Neither HTML comments nor 'CDATA' sections can reside inside tags. HTML
comments can exist anywhere else, but 'CDATA' sections can exist only where
plain text is allowed (e.g., immediately inside 'td' element content but
not immediately inside 'tr' element content).
htmLawed (function
'hl_cmtcd()') handles HTML comments or 'CDATA' sections depending on the
values of '$config["comment"]' or '$config["cdata"]'.

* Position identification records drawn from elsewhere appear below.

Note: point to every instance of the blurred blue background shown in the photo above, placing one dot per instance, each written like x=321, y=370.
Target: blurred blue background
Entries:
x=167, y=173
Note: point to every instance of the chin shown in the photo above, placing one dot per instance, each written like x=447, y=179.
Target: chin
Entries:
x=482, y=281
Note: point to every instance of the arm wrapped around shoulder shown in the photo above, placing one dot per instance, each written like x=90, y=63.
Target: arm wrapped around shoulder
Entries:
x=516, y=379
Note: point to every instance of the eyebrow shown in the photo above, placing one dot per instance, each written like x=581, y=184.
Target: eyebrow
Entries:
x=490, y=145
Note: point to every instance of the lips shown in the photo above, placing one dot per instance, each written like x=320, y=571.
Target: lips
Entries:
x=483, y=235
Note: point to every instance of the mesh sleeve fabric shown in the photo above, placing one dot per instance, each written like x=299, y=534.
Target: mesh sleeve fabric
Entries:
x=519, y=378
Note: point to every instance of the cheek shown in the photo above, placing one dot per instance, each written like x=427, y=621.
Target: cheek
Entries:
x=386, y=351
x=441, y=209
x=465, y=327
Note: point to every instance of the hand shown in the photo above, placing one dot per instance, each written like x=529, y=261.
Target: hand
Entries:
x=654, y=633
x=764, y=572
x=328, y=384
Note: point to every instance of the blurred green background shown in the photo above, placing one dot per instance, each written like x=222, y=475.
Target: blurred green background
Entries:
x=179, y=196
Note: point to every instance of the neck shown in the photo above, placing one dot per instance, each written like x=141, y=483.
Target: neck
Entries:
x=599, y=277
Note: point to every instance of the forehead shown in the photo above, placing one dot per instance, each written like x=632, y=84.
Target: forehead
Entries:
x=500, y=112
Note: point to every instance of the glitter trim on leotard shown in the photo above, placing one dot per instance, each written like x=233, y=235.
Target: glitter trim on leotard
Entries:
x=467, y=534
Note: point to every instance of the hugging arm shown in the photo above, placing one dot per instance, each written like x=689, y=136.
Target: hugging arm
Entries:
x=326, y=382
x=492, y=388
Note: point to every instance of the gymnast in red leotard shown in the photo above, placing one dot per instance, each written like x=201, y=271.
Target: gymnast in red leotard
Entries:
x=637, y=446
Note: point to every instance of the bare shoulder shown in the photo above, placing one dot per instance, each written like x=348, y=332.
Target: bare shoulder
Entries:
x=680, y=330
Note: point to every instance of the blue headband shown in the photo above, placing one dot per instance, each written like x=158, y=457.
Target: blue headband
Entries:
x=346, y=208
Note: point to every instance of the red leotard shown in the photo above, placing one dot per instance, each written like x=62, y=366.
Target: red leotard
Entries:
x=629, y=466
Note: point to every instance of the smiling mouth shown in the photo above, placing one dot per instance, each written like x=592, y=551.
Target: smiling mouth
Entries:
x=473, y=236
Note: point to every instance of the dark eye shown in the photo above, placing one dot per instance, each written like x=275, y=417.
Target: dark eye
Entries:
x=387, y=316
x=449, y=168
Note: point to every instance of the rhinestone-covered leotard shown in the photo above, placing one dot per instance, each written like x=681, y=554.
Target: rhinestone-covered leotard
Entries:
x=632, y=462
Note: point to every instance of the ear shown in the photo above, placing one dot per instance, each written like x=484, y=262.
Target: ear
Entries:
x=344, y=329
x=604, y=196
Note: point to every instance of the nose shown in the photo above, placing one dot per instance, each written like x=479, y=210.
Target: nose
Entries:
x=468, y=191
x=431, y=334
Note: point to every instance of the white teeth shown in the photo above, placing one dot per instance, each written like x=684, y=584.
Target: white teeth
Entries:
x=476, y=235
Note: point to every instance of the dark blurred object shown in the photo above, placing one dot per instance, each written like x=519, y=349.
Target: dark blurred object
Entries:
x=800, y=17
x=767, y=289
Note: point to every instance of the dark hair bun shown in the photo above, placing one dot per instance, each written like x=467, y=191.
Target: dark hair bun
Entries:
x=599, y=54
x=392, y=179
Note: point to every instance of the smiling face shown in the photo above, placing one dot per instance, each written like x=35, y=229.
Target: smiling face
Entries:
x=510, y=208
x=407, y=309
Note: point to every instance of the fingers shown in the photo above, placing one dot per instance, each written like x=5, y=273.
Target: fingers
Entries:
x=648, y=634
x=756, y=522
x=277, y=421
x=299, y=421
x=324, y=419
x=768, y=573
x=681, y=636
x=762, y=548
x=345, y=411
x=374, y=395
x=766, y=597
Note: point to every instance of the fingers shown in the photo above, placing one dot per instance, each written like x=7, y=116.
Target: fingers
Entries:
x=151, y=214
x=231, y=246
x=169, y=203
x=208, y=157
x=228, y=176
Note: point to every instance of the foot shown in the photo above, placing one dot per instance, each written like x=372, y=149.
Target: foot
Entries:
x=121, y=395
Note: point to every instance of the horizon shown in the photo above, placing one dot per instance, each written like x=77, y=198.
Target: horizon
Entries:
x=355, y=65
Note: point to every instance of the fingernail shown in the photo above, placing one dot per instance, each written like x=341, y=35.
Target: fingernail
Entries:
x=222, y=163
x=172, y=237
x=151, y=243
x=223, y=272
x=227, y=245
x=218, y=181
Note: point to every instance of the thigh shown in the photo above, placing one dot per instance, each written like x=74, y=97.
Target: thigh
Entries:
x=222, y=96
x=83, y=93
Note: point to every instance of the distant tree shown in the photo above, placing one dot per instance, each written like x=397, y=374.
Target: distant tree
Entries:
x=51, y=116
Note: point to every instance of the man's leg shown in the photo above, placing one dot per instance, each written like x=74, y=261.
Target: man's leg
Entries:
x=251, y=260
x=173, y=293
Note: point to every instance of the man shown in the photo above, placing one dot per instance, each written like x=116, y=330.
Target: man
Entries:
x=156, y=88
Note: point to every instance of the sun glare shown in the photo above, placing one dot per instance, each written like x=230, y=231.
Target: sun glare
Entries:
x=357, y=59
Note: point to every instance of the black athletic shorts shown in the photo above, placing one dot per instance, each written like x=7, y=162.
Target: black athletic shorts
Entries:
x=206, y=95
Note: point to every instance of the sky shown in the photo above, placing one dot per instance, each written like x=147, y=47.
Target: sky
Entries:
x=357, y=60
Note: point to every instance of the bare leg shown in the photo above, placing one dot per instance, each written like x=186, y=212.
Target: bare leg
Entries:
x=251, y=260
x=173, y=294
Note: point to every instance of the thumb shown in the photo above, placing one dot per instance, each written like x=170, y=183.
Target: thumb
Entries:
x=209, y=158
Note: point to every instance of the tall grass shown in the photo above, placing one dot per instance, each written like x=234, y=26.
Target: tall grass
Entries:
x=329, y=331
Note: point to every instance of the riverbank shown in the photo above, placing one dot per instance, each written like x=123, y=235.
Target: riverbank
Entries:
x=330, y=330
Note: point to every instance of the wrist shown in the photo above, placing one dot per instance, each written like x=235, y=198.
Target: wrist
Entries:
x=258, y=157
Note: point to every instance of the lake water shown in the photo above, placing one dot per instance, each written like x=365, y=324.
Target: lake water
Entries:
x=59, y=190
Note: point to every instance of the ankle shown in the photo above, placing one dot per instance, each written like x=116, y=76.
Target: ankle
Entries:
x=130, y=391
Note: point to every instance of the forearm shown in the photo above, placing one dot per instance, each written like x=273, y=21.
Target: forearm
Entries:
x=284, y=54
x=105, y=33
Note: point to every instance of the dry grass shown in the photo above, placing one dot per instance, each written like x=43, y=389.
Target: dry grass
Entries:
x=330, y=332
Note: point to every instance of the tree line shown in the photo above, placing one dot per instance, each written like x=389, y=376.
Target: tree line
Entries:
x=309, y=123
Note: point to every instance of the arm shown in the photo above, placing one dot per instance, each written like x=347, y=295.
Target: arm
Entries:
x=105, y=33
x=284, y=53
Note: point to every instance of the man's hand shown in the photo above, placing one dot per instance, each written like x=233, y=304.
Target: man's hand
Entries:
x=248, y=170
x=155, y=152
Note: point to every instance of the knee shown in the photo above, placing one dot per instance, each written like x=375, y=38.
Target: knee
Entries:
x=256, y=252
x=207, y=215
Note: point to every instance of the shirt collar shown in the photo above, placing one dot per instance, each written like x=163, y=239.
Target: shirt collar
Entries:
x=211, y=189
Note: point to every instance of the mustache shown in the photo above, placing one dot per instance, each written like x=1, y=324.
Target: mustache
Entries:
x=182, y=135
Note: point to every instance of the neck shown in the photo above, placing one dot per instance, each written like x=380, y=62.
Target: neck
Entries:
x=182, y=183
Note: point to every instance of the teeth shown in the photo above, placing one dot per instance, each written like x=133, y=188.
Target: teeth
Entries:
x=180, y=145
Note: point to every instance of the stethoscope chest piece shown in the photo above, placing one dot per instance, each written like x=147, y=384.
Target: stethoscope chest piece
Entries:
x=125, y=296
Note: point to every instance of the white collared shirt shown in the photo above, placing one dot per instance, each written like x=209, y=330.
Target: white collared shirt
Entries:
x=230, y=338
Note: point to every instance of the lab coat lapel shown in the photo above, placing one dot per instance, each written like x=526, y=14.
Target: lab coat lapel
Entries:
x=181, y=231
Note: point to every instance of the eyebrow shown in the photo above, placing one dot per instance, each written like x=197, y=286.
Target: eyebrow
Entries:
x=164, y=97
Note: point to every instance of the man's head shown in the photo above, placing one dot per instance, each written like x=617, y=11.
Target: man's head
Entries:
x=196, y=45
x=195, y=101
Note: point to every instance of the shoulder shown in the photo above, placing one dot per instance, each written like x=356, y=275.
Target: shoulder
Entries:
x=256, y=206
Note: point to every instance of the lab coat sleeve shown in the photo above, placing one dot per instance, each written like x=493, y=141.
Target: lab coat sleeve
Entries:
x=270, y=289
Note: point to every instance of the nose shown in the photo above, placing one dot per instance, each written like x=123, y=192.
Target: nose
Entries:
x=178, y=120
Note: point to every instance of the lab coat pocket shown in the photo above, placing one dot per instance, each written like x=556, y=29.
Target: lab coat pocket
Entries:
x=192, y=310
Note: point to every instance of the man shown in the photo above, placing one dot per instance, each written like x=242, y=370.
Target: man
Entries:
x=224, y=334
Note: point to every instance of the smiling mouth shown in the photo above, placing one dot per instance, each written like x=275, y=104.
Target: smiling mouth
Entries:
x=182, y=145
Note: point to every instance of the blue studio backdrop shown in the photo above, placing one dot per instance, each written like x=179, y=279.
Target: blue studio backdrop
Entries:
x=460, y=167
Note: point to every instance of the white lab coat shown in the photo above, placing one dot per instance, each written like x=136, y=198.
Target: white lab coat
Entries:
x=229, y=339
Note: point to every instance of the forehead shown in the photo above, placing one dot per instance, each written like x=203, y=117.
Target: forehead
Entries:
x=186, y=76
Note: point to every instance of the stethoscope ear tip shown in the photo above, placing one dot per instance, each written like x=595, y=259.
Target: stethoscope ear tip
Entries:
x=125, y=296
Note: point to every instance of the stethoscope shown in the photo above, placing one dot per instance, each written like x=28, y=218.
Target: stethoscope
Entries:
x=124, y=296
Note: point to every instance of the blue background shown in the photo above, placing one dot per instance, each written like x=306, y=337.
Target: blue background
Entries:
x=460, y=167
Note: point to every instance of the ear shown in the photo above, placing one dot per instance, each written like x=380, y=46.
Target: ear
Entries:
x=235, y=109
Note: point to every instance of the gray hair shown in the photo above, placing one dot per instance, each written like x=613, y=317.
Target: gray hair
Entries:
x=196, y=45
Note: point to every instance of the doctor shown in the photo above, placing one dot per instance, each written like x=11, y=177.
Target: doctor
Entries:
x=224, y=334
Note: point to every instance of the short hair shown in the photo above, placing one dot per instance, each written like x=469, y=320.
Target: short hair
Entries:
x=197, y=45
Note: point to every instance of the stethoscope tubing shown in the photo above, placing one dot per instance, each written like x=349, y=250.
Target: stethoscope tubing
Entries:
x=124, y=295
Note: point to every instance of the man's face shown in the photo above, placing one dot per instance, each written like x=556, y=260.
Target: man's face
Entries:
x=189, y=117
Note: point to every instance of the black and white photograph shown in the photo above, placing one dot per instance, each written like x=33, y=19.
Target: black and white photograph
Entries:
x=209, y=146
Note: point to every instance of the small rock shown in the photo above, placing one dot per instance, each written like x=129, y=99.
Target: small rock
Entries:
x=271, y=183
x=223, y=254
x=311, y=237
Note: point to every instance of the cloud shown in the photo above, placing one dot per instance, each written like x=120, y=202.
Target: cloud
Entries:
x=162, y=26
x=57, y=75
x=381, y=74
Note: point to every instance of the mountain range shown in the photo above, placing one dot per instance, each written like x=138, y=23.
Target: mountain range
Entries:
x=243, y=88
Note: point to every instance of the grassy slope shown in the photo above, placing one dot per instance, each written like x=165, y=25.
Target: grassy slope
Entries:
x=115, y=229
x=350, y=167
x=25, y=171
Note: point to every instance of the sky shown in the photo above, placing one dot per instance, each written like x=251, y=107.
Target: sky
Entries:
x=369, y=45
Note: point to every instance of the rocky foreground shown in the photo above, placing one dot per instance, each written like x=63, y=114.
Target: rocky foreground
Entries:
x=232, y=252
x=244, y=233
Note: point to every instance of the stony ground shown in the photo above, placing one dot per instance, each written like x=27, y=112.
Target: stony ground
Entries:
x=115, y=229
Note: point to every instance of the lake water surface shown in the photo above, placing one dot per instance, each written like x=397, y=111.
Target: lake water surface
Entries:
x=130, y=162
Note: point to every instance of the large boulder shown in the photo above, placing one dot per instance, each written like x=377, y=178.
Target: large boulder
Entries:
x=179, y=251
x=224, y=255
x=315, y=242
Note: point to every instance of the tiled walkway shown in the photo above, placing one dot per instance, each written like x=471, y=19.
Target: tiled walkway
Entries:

If '0', such markup is not looked for and the text is processed like plain
text. If '1', it is removed completely. If '2', it is preserved but any
'<', '>' and '&' inside are changed to entities. If '3', they are
left as such.
Note that for the last two cases, HTML comments and
'CDATA' sections will always be removed from tag content (function
'hl_tag()').
Examples:
Input:
<!-- home link --><a
href="home.htm"><![CDATA[x=&y]]>Home</a>
Output ('$config["comment"] = 0, $config["cdata"] =
2'):
<-- home link --><a
href="home.htm"><![CDATA[x=&y]]>Home</a>
Output ('$config["comment"] = 1, $config["cdata"] =
2'):
<a
href="home.htm"><![CDATA[x=&y]]>Home</a>
Output ('$config["comment"] = 2, $config["cdata"] =
2'):
<!-- home link --><a
href="home.htm"><![CDATA[x=&y]]>Home</a>
Output ('$config["comment"] = 2, $config["cdata"] =
1'):
<!-- home link --><a
href="home.htm">Home</a>
Output
('$config["comment"] = 3, $config["cdata"] = 3'):
<!-- home link --><a
href="home.htm"><![CDATA[x=&y]]>Home</a>
For standard-compliance, comments are given the form '<!--comment
-->', and any '--' in the content is made '-'.
When
'$config["safe"] = 1', CDATA sections and comments are considered
plain text unless '$config["comment"]' or
'$config["cdata"]' is explicitly specified; see section:-
#3.6.
.. 3.3.2 Tag-transformation for better XHTML-Strict
................o
If '$config["make_tag_strict"]' is set and
not '0', following non-XHTML-Strict elements (and attributes), even if
admin-permitted, are mutated as indicated (element content remains intact;
function 'hl_tag2()'):
* applet - (based on
'$config["make_tag_strict"]', unchanged ('1') or removed ('2'))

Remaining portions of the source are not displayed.